Being surrounded by so much nature is hypnotic.  It’s a place where you can feel utter stillness and silence.  Where every minute, day or night, the changes in light affect how we see things, the wind constantly changes direction and mood, where sometimes even with no apparent breeze the pines are bending at their tops.  Where rain is a mystical experience, and clouds float by below us.  It all sounds so delightful, who wouldn’t want to spend their days here?  But my need is more, a fierce strong thing with an amazing pull from somewhere I can’t even imagine, and it’s as if I really must be here.  Like some magnetic force inside me has brought me to this place, and finally we have locked together as we were meant to.  An odd feeling yes, but for all that, a good one.

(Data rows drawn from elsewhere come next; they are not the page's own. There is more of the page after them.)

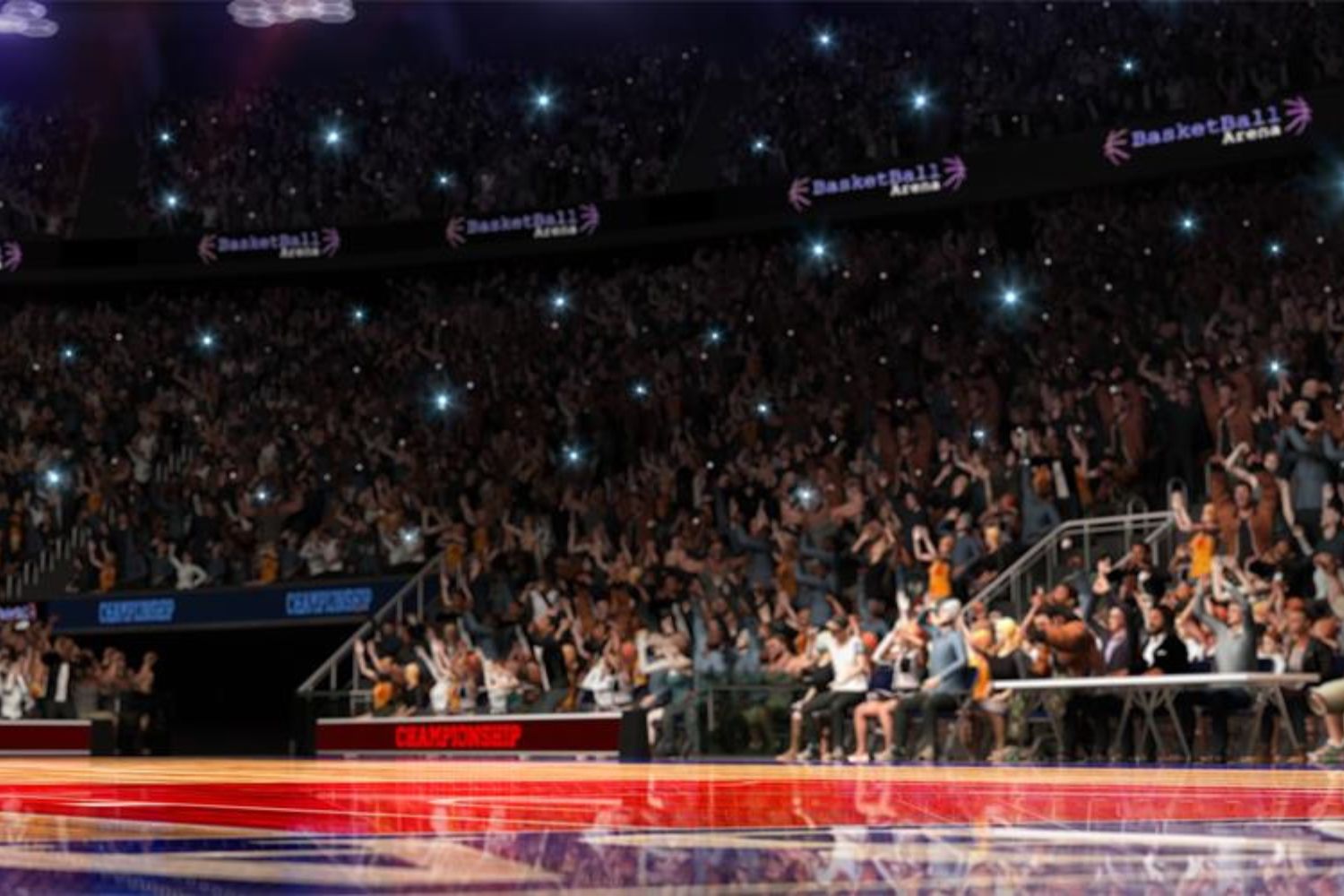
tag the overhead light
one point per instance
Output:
(263, 13)
(26, 19)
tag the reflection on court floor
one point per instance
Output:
(231, 826)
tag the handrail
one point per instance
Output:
(395, 603)
(1153, 524)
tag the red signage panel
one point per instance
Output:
(40, 737)
(539, 734)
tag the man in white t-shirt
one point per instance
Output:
(843, 650)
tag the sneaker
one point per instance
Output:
(1327, 755)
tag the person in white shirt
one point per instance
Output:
(188, 573)
(15, 699)
(839, 646)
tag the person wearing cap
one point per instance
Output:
(948, 681)
(843, 662)
(844, 651)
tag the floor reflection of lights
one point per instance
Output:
(461, 826)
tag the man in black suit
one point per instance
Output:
(1164, 654)
(1120, 642)
(58, 696)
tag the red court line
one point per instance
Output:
(478, 806)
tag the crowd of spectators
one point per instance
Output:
(694, 462)
(48, 676)
(413, 145)
(919, 80)
(833, 94)
(43, 155)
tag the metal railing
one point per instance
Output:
(410, 599)
(1090, 538)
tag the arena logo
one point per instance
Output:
(328, 602)
(11, 255)
(1262, 123)
(577, 220)
(898, 183)
(459, 737)
(304, 244)
(118, 613)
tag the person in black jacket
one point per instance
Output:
(1304, 653)
(1164, 654)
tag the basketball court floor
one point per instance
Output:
(220, 826)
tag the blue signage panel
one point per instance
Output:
(298, 602)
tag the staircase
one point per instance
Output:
(1056, 555)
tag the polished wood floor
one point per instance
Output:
(94, 825)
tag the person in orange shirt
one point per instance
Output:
(107, 565)
(268, 564)
(1203, 543)
(938, 562)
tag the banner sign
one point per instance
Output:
(19, 613)
(578, 220)
(46, 737)
(897, 183)
(1260, 123)
(1136, 151)
(287, 245)
(311, 602)
(573, 734)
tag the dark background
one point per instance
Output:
(228, 692)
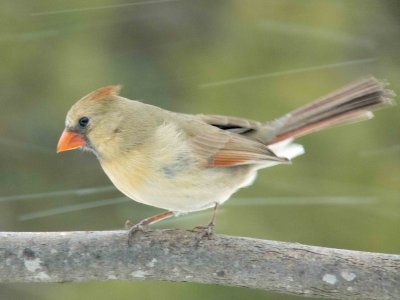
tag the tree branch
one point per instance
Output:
(177, 255)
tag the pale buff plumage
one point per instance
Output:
(187, 163)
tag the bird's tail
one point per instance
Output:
(347, 105)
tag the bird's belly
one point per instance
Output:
(193, 192)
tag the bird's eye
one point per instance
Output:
(83, 122)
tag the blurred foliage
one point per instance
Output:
(54, 52)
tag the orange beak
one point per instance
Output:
(69, 140)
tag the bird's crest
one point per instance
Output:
(103, 92)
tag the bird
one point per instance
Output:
(191, 162)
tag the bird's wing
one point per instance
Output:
(223, 148)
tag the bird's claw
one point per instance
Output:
(133, 229)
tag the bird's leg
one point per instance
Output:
(208, 230)
(144, 224)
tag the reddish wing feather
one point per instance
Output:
(103, 92)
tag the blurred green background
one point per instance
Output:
(256, 59)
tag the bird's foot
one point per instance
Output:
(134, 228)
(205, 231)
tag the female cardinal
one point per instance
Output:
(185, 163)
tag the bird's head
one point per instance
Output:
(93, 122)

When we set out on our journey to find this place I worried about what would happen when we let go of so many of our ties, all those things which gave us a sense of who we were.  Would we still be the same without all those points of reference?  Well, we all carry our past with us, so in part we are still the same.  But as we are now finally settling into our real home it’s becoming clear that we’re going to be much more too.  Bizarrely, living here surrounded by so many trees, rocks, and infinite sky, it has provided us with the connection, to something which is making us feel more and more creative.  As well as more fulfilled.  By tuning into this place, making our garden, solving all the problems that come up, and learning a mass of new things every day, we are being filled with new potential.  Maybe then the staying home thing is as much about the compulsion to create as with communing with nature, but whatever it is it definitely feels like a good thing.